I componenti di “Liberi di studiare” parlano anche del rapporto che si instaura tra volontario e carcerato: «Ho conosciuto un ragazzo detenuto al carcere Dozza di Bologna ormai tre anni fa e la nostra apertura al dialogo e una certa compatibilità a livello personale hanno fatto in modo si creasse un rapporto di amicizia a prescindere da tutto. Queste sono cose molto belle, che fuoriescono dall’attività dell’associazione e che permettono di aiutare anche in un altro modo, non solo tramite gli esami», dichiara Bartali.

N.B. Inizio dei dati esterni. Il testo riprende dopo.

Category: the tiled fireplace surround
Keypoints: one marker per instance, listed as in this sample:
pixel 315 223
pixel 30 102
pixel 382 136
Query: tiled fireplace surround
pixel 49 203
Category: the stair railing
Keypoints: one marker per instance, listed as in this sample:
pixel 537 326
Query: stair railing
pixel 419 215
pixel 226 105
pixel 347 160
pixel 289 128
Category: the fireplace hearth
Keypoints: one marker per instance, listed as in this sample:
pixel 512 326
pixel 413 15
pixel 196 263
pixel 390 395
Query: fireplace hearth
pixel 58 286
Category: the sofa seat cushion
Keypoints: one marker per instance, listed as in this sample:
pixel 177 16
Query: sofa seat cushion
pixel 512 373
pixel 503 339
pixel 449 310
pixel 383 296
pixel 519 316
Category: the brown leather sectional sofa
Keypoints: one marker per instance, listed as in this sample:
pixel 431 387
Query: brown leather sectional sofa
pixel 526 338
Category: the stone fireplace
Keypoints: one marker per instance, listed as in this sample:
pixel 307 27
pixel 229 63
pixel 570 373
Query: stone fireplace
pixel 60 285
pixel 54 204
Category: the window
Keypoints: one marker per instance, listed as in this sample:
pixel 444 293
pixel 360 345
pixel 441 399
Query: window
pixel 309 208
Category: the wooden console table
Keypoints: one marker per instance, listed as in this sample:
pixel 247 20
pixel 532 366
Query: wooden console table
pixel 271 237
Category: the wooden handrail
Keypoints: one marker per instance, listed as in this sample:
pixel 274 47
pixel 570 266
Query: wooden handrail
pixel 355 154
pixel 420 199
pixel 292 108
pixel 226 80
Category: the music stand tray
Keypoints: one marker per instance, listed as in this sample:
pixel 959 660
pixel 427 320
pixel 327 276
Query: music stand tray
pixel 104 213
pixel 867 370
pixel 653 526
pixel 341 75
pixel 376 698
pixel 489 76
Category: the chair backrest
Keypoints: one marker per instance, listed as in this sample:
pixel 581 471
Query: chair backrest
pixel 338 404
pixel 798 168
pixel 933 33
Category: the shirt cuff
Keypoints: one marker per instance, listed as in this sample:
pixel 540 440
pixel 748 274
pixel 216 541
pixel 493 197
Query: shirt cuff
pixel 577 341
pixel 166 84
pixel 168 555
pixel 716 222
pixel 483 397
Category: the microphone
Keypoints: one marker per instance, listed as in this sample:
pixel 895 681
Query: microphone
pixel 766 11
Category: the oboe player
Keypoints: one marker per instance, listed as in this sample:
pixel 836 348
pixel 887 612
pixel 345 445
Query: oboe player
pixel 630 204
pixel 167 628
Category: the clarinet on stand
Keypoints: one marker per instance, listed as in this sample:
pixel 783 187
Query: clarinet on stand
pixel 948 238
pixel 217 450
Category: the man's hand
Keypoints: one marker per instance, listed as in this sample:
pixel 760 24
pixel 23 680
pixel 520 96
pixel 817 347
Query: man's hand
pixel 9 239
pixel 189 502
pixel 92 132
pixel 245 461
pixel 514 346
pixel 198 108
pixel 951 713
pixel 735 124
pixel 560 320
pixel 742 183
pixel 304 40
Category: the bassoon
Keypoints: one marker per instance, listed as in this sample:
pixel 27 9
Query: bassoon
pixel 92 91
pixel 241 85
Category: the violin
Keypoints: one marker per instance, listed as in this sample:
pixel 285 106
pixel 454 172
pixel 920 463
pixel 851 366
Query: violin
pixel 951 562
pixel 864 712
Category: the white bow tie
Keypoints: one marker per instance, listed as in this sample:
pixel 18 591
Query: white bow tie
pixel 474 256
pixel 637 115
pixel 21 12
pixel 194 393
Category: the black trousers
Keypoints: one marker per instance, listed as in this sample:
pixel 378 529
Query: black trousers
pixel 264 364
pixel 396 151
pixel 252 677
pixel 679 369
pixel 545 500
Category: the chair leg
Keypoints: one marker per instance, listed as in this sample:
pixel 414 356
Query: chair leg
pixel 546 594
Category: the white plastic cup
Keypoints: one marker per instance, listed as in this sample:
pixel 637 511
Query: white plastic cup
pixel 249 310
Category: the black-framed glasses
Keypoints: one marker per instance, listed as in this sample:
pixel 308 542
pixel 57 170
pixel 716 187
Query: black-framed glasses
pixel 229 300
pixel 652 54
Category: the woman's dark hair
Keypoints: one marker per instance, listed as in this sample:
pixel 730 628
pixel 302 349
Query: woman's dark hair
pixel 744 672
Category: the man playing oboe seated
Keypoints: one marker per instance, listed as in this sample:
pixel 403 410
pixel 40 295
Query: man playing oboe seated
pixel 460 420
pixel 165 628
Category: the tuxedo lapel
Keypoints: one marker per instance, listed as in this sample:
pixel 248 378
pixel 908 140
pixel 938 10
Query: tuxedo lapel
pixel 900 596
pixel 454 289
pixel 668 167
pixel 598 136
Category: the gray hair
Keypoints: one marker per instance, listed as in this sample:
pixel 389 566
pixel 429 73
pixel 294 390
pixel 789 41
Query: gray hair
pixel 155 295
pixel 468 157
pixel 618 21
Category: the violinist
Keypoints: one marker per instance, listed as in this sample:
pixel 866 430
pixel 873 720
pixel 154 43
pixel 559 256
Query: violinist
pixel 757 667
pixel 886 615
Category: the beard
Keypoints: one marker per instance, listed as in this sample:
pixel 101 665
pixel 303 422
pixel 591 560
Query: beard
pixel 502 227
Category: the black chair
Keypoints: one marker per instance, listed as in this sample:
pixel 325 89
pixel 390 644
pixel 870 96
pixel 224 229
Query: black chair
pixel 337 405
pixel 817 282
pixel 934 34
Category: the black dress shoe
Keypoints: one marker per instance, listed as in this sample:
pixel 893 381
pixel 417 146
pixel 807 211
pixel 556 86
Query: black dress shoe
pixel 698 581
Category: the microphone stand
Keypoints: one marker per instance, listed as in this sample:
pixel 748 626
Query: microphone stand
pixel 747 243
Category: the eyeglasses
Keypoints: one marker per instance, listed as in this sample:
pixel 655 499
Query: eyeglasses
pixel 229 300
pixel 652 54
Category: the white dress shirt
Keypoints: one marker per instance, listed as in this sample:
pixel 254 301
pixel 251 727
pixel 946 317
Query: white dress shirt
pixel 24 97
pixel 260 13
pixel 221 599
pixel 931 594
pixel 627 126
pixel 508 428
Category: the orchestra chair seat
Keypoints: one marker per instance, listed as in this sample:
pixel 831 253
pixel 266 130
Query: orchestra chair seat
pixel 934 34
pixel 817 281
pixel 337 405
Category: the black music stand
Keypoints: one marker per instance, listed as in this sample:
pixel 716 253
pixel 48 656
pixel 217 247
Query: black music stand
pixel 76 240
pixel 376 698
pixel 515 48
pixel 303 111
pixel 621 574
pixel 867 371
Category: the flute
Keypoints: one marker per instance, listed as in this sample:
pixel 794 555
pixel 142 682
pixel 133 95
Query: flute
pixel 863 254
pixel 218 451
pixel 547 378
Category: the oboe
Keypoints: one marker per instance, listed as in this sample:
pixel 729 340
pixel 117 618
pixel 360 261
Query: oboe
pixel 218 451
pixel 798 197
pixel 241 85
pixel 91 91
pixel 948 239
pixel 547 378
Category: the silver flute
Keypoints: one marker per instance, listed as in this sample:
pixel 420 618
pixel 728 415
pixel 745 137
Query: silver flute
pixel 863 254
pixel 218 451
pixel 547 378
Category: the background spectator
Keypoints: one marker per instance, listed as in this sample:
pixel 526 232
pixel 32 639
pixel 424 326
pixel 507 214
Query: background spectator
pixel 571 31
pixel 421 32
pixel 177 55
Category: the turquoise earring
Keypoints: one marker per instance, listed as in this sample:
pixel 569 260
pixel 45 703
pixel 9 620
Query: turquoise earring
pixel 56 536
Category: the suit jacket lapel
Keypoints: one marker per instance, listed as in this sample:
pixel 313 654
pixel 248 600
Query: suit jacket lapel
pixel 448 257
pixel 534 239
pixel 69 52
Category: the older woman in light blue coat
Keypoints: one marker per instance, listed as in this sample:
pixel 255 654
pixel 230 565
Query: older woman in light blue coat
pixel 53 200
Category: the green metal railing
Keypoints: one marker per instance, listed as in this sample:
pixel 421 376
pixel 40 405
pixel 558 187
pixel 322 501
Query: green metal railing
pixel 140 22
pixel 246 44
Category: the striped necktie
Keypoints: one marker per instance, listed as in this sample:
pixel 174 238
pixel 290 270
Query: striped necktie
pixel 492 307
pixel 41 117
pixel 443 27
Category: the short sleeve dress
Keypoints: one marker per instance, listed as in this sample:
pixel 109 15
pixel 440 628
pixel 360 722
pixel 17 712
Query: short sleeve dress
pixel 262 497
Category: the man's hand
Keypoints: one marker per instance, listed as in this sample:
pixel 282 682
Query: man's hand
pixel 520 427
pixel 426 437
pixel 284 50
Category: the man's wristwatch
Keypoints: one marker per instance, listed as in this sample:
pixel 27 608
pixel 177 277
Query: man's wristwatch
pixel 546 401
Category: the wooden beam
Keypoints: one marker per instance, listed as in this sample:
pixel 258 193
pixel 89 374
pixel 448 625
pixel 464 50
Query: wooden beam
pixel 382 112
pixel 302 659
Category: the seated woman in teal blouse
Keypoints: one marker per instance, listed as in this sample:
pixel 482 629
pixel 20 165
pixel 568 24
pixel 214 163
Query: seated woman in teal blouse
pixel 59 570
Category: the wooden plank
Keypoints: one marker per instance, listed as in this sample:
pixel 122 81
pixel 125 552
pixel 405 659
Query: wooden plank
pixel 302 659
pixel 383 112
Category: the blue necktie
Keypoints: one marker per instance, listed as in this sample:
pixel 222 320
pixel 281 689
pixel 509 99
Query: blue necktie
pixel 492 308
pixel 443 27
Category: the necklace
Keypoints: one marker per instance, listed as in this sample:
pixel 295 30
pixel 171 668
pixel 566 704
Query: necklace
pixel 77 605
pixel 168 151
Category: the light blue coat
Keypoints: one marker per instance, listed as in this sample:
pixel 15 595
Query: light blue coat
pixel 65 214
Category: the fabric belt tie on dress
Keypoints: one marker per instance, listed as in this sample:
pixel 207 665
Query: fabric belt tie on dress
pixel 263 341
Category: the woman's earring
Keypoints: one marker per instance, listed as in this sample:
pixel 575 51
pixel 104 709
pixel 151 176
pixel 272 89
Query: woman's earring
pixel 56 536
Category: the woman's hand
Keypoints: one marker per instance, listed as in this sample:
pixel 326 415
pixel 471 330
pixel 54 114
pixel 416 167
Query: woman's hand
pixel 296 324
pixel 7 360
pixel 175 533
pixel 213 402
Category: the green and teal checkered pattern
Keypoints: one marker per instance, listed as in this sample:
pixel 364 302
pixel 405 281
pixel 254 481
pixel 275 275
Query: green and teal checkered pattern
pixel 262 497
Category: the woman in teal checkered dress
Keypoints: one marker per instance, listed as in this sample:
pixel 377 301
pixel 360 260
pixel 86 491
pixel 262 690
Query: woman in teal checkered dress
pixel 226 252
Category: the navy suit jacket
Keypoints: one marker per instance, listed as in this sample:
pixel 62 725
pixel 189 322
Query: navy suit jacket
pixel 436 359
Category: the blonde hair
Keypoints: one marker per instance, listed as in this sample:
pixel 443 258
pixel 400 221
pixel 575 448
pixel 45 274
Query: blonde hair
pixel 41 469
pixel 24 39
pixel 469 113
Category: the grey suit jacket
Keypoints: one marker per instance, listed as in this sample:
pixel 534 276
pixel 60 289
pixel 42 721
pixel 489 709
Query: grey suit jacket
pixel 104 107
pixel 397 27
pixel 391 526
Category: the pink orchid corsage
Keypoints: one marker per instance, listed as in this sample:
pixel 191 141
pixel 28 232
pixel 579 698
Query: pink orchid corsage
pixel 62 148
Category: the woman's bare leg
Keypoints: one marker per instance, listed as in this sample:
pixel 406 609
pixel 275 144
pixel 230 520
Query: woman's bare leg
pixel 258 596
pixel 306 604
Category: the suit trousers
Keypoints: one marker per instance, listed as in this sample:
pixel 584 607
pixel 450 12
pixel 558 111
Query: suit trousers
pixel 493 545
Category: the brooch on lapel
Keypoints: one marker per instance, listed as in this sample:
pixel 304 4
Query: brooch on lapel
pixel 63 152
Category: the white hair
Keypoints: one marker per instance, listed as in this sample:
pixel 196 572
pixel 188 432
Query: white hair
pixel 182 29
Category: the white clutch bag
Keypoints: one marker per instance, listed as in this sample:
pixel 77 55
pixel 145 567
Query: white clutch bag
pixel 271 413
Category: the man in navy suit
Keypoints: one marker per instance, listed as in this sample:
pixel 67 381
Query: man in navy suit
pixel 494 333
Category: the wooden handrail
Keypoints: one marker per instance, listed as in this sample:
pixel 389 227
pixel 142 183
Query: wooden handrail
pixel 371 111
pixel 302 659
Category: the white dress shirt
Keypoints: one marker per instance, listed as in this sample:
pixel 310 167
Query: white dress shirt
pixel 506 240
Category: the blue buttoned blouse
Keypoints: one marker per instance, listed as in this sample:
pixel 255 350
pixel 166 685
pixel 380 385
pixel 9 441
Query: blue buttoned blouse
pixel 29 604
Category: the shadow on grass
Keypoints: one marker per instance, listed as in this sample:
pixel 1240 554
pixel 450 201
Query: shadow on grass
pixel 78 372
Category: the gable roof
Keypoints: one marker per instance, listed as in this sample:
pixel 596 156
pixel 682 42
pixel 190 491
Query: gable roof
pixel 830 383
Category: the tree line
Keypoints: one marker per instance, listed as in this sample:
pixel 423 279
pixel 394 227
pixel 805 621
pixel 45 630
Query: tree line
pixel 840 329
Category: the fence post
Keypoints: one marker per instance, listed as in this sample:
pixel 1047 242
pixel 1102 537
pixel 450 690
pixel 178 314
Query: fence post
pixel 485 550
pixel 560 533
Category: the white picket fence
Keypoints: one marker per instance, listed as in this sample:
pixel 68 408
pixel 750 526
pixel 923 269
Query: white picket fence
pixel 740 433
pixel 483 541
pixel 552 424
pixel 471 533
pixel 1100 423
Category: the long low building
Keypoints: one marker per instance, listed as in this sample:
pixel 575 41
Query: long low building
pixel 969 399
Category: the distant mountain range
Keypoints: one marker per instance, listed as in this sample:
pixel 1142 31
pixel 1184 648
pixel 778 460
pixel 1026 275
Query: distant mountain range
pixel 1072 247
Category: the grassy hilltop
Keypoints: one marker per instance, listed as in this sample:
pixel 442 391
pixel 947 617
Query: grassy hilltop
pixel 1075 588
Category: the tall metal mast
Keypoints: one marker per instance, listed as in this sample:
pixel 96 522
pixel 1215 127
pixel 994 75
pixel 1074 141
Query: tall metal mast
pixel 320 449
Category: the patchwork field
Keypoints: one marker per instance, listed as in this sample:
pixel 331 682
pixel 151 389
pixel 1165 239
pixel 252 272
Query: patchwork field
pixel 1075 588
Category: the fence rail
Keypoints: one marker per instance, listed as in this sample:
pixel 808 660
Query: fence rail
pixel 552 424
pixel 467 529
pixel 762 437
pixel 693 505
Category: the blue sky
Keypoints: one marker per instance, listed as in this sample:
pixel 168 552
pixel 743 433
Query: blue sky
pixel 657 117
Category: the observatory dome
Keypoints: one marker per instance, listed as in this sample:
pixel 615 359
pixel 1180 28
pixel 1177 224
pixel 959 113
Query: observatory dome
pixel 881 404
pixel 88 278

«Il tempo che trascorro con il volontario è per me un momento di libertà ed evasione dal contesto in cui mi trovo. I volontari con la loro presenza riescono a cambiare l’atmosfera triste che è tipica di questi luoghi. Portano un’energia positiva che riesce ad alleviare ai detenuti la loro sofferenza. L’importanza del volontario in carcere è fondamentale perché accompagnano il detenuto durante il percorso rieducativo facendogli notare che esistono altre prospettive di vita», afferma uno dei detenuti seguito da “Liberi di studiare”.